O Relator Barradas havia feito referência ao precedente Marbury v. Madison com o intuito de mostrar que a Suprema Corte dos EUA, “num caso político”, havia declarado a sua incompetência, e que, em razão da similitude da hipótese posta no habeas corpus, deveria o Supremo Tribunal Federal decidir no mesmo sentido. Para demonstrar “a falácia dessa comparação”, que o caso julgado pela Suprema Corte em 1803 era diverso daquele decidido pelo Supremo Tribunal Federal, e, mais ainda, que Barradas incidira em grave erro quando expôs que a declaração de incompetência da Corte dera-se em virtude da natureza política do caso, Rui Barbosa fez minuciosa exposição do caso Marbury v. Madison, para, a certa altura, esclarecer:

Assim, o mandamus foi recusado, não pela incompetência constitucional da justiça, mas pela incompetência constitucional da Corte Suprema, para conhecer da questão em instância originária. A petição devia ser apresentada a um tribunal inferior, e só por via de recurso poderia chegar à Corte Suprema. MARSHALL reconheceu o direito de Marbury, reconheceu o poder da justiça, para obrigar o governo a respeitá-lo, indeferindo o requerimento unicamente por erro do peticionário na escolha do tribunal, que devia julgá-lo (RUI BARBOSA, 1956, p. 164-165).

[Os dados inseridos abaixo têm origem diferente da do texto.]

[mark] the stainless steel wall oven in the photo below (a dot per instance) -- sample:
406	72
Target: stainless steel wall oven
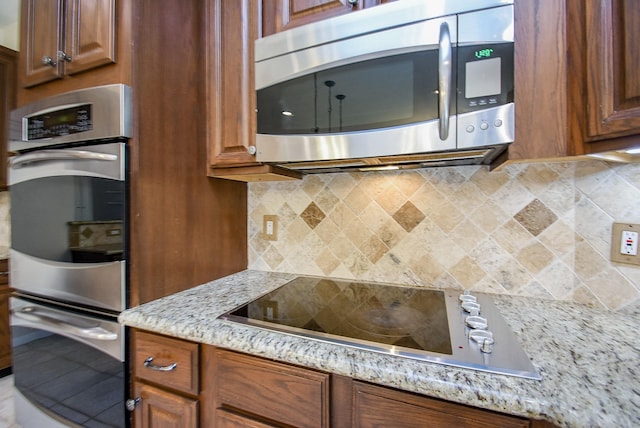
68	192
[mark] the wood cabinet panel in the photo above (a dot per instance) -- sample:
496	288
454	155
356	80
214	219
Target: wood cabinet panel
232	28
167	352
8	84
286	14
90	34
42	26
384	407
91	42
613	60
541	97
281	15
272	391
161	409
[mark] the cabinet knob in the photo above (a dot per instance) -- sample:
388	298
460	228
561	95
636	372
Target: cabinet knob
170	367
62	56
47	60
132	403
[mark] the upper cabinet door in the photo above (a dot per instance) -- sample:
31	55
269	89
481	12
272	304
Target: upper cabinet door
61	38
280	15
613	64
41	36
90	34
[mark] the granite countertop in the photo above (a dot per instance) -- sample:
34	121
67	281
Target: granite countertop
588	359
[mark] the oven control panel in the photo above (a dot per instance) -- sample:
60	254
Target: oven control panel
59	122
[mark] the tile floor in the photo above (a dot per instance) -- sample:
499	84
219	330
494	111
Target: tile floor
7	417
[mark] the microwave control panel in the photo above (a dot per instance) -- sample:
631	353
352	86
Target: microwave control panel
59	122
485	76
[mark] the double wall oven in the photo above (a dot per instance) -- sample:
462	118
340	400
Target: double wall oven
68	191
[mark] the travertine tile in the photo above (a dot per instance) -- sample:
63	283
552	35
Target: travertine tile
468	236
536	217
408	216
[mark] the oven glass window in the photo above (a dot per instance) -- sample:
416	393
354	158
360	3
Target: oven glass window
69	218
68	378
373	94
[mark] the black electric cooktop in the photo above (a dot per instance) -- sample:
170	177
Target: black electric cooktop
399	316
414	322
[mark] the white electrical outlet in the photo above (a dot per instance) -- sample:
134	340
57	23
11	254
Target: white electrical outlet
270	227
624	243
629	243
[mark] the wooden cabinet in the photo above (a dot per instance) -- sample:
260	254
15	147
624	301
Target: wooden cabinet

O ambiente do Supremo Tribunal Federal, nessa época, era de “deplorável confusão de idéias”, como bem definiu Manoel Murtinho, ao proferir seu voto no habeas corpus impetrado contra o sítio decretado em 1897 (COSTA, 1964, p. 46). Não havia efetivamente consciência da maioria dos seus Ministros da relevância das funções do Tribunal para a estabilidade da República. Isso só foi percebido na medida em que Rui

Barbosa, vendo que a mudança das instituições reclamava também a mudança de mentalidade, que os direitos individuais corriam sérios riscos com um Judiciário submisso ao poder político, propôs-se a doutrinar a respeito da nova ordem, chamando sempre a atenção para a necessidade da independência e força moral dos Ministros. No tocante às questões políticas, o esforço que fez para ensinar, explicitar, aclarar a doutrina de Marshall não teve como principal objetivo justificar a ausência do Judiciário nessas questões. Seu zelo maior foi pela ressalva à fórmula, ou seja, que ao Judiciário incumbia a proteção dos direitos individuais, não importando as circunstâncias em que tivessem sido violados51.

51 É de Levi Carneiro este comentário: “Na petição de habeas corpus e nos debates subseqüentes, proclama

Rui Barbosa alguns dos princípios que mais caros lhe seriam e a que, por toda a vida, se dedicaria. Não triunfantes desde logo, em breve começariam a ter a consagração da jurisprudência do mais alto tribunal e, por fim, até dos textos constitucionais. Dentre eles, avulta o que aponta como ‘fundamental de todas as constituições livres: onde quer que haja um direito individual violado, há de haver um recurso judicial para a debelação da injustiça’. É a expressão de sua constante confiança no Poder Judiciário e da missão decisiva, que lhe reconhece, de equilíbrio e salvaguarda do regime federativo” (CARNEIRO, 1956, p. 24).